Я жил в здании гос.музея Эрмитаж, в квартире академика Спасского, который приютил моих родителей вместе со мной вкупе. От большого еврейского благодушия.
Что я помню о деде?
Да почти ничего.
Нам пришлось покинуть аппартаменты напротив крепости имени Петра и Павла.
И начались передряги.
Но он научил меня разговаривать на приличном русском языке, а самым лучшим развлечением для нас обоих было сжигание рукописей.
Не подумайте, что академик был шпионом, и топил концы. Да нет. Он просто привык писать, что и передал мне как-то ментально.
Мы жгли его размышления, и оба смеялись. Он, 90-летний старик, профессор, и я, малолетний сгусток странных генов.
Нам было весело и смешно.
А потом всвязи с его смертью нам пришлось съехать.

Ладно, съехали мы всей голодной семьёй от профессора нумизматики.
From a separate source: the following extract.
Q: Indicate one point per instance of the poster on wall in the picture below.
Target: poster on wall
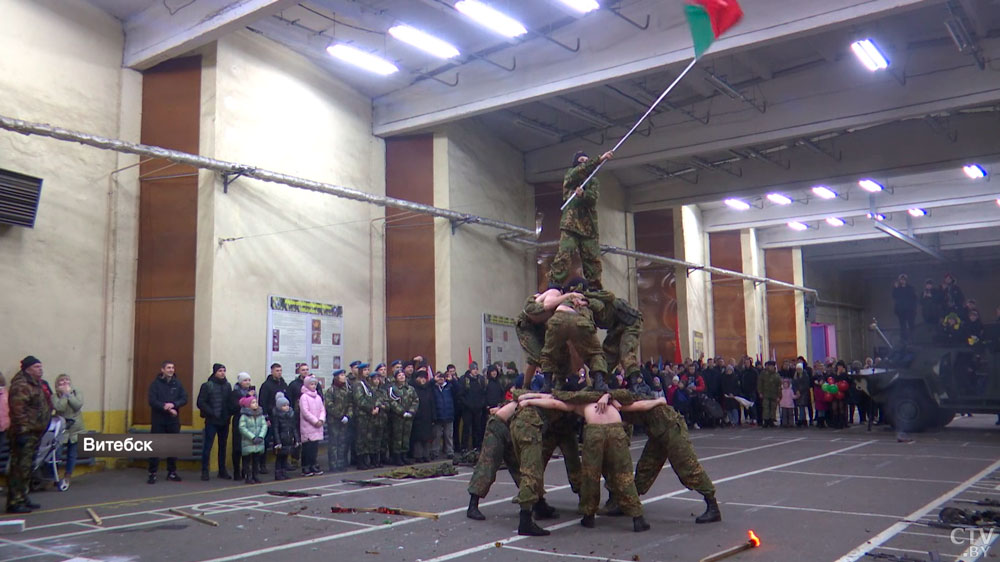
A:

Дело молодое, очи разверзты.
И куда поехали?
К бабушке. Бабушке, простите, на тот момент было меньше, чем мне сейчас. И она очень даже горячая была штучка.
И так.
Живём мы в 12-метровой комнатке на Петроградке, рядом со многими гениями пера и в орало, и я сплю на столе. Потому как на диване молодая семья. Где спала бабушка - вопрос вопросов. Возможно, что знойная натура позволяла ей спать где-то в другом месте. Менее тесном и убогом. И с определёнными бонусами.
Соседи в этой квартирке были прекрасные. Водолаз Татаринов с женой Зосей, продавщицей сыров.
Ванной не было как факта, вода лилась только в кухне. Ещё жили пара припадочных старух, но у одной был ламповый телевизор.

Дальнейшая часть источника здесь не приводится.